Date published: 12 January 2010

A new experiment which aims to clamp down on violent offending by focusing on hotspots for criminal activity will begin later this year, it was announced today.

Greater Manchester Police are planning to test the initiative, instigated by Cambridge University, by letting officers focus on pressure points known for high levels of offending, the university said.

Police will centre their attention on hundreds of small areas, including Rochdale, none of which will be larger than a few hundred feet.

They will be testing the theory that one constable can deter more crime by checking a series of hot-spots for offending rather than making less structured patrols across a wider area.

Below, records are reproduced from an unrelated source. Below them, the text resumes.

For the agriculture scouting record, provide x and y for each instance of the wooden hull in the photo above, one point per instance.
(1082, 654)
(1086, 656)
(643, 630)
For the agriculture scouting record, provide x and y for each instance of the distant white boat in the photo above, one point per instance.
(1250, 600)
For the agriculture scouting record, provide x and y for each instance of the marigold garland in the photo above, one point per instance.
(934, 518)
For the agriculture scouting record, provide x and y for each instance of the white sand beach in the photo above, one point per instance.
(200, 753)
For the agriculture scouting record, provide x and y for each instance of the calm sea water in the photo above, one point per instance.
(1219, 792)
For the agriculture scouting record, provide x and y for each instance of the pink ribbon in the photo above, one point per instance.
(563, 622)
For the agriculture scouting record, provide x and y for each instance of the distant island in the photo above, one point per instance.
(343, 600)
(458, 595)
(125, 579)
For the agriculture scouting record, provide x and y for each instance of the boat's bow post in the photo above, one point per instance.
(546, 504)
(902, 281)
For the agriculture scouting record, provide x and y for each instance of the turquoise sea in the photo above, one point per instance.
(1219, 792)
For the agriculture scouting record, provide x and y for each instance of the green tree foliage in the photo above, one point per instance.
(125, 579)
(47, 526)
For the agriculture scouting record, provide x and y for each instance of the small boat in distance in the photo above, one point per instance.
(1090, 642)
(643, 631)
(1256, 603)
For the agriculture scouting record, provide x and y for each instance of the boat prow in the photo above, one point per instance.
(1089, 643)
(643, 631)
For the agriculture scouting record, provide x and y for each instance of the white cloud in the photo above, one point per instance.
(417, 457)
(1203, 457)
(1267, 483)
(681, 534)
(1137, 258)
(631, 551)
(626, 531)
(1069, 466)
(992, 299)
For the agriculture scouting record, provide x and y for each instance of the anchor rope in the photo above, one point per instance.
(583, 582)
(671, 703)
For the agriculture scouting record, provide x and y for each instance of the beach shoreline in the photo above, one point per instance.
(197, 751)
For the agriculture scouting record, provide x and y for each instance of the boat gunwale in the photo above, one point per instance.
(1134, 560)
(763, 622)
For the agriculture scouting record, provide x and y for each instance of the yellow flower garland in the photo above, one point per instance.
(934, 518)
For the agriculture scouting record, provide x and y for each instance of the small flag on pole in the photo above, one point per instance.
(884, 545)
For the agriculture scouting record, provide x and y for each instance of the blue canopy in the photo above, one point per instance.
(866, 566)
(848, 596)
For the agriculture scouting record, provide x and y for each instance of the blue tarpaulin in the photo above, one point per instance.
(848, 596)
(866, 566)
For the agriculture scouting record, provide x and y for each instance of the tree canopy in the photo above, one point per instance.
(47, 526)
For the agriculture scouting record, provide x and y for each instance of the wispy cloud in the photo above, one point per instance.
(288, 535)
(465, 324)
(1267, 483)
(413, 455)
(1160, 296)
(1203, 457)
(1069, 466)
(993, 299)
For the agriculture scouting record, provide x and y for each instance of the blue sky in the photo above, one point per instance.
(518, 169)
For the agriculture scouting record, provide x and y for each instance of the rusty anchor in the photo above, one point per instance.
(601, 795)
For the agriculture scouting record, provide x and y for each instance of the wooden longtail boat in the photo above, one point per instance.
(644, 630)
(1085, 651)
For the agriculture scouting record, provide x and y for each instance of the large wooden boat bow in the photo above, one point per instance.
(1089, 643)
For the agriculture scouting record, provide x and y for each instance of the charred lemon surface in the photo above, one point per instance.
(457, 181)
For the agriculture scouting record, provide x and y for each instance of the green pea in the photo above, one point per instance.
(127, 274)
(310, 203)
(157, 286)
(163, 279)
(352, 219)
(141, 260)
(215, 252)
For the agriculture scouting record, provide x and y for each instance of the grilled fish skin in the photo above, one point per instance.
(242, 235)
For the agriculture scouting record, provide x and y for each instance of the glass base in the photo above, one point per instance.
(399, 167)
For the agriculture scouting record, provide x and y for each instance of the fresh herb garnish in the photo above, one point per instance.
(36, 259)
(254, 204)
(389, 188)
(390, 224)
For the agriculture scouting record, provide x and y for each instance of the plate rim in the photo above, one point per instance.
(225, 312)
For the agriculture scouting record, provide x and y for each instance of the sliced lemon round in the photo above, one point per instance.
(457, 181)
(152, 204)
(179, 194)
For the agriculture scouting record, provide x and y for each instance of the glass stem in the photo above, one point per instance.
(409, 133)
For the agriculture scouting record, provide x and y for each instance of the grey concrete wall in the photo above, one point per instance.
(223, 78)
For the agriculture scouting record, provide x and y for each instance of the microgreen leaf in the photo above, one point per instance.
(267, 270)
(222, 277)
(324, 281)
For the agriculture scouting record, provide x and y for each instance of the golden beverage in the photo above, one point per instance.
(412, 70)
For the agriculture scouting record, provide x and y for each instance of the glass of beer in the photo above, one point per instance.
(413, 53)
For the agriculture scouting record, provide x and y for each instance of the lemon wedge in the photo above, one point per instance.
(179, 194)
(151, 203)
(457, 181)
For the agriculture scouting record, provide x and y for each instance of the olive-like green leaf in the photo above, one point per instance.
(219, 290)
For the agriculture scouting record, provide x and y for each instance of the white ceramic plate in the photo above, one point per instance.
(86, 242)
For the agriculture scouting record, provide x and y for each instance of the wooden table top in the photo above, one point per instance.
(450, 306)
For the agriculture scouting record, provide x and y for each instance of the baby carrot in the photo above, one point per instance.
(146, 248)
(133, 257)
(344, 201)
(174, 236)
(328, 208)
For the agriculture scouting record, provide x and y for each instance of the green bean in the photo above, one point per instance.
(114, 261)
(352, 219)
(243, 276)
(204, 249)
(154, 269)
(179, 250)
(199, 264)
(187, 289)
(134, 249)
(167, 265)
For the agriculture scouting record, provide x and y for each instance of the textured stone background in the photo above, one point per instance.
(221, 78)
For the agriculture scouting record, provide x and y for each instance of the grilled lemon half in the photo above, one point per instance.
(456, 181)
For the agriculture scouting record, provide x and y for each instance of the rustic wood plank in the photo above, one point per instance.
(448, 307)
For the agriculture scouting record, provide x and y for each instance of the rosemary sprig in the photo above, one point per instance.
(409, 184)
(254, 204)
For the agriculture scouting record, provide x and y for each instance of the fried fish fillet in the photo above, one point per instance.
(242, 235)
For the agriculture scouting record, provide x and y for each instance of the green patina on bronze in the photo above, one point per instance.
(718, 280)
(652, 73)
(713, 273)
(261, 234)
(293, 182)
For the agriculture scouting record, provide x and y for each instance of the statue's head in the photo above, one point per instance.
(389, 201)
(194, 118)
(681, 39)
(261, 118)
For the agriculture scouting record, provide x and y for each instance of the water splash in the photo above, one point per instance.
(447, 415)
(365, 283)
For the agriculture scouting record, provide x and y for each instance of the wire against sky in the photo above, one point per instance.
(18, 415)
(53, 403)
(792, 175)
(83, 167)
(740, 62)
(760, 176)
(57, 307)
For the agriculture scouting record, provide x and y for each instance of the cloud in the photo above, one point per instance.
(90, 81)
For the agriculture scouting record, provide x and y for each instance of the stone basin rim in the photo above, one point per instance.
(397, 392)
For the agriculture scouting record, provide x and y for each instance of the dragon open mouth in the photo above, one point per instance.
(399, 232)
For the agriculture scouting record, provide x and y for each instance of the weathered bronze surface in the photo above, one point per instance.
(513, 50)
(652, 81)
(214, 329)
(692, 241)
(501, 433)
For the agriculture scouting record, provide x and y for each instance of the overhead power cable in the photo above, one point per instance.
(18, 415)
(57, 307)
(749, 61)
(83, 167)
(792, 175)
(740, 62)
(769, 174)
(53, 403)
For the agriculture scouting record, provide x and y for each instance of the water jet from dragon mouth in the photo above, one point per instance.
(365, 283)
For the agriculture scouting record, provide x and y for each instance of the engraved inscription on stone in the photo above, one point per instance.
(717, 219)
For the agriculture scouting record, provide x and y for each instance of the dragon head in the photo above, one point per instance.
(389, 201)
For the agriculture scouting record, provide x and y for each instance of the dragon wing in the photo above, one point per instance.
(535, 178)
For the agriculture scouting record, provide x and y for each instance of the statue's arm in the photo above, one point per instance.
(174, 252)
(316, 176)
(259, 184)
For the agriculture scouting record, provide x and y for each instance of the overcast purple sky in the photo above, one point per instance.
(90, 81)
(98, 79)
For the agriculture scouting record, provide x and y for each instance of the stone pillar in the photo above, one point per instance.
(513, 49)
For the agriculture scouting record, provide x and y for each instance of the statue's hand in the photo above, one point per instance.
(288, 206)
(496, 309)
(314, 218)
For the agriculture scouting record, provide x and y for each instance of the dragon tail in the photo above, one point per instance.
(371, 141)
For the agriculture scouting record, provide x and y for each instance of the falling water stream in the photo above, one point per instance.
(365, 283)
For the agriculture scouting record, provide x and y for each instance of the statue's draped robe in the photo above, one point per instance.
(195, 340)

Criminology professor Lawrence Sherman, who is leading the project, said the final arrangements will be discussed this week and the research will start in spring.

“This will be the first controlled experiment in history which allows us to assess not only whether this patrol design will reduce crime in those areas, but also whether it just encourages offenders to go elsewhere,” said Prof Sherman.

“We believe that simply by having a police officer stationed in the middle of one of these pressure points we can spoil the party for would–be offenders and stabilise the area.

“If the experiment produces the results we hope it will, we could end up revolutionising policing by putting officers not on neighbourhood beats, but focusing them heavily on these pressure points.”

The experiment will divide 200 hotspots into two groups, the first will be policed normally and the second will feature officers stationed in the pressure points.

After a year researchers will measure the levels of crime in both groups.

Comments

There has been a fixed police office on the Falinge Estate; there were three class A drugs raids on the estate within a period of hours. Falinge is riddled with crime and criminals. So much for professor Sherman's theory!

While we're on the subject, how is it that it takes 15 police officers to arrest one scrawny heroin addict? Surely half dozen would suffice, or even three groups of 5 making the police efforts more effective.